Ya Hep, Ya Hiç

Multimedia Güney, fazla bakmayın sjsjs

İyi Okumalar

İçimden hatim indirmiştim resmen. İnşallah Derin'dir diye geçiriyordum aklımdan.

Ve yerimde duramıyordum. Dışarıdan gören biri hiç şüphesiz baktığı gibi lavabonun yerini tarif edebilirdi. Ama benim sorunum başkaydı.

Bütün sinirimi, artık kimin ayağıysa, çıkarırcasına vurdum. Derin'in sesli bir şekilde,

"Ayağımı kırdın ya!" demesiyle rahatlamış sayılırdım.
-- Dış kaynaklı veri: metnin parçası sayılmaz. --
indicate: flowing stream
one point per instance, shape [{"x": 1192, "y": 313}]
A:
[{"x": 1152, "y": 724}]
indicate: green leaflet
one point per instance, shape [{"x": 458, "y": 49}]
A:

Bir saattir neler yaşıyordum ve o gelmiş içerideki tüm insanların duyacağı türden bağırıyordu.

"Lavaboya gidelim" diyerek ayağa kalktım.

"Sen git" demesiyle kaşlarımı kaldırdım ve ciddi misin sen kızım dercesine baktım.

Tabi Güney'i o an için unutmuştum.

Telefonundan kafasını kaldırıp sırıttığında, ben yine ne yaptım, diye içimden söyleniyordum.

"Tek başına gidemiyorsan.."dediğinde tek kaşımı kaldırıp gözlerimi devirmiştim.

Bunu görmüş olmalı ki

"Söylemedim say" dedi ve sırıttı.

Derin'e bakarak,

"Hadii" dedim ve yürümeye başladım.

Çok şükür geliyordu. Ama iki saniye içinde arkadaş katili olabilirdim.

"Ne oldu ya" demesiyle sesli bir şekilde nefesimi verdim.

"Berk ve Elif teyze bizdeymiş" dedim kaşlarımı istemsizce çatarak.

"Bildiğimiz Berk'mi?" diye saçma bir soru sorduğunda cevaplama gereği bile duymamıştım.

"O kadar zamandan sonra İzmir'den buraya gelmişler yani, olacak iş değil" diyerek kafasını iki yanında birkaç kez salladı.

En son,

"Ne yapacaksın peki?" dediğinde durum daha da tuhaf ötesi bir hal almıştı.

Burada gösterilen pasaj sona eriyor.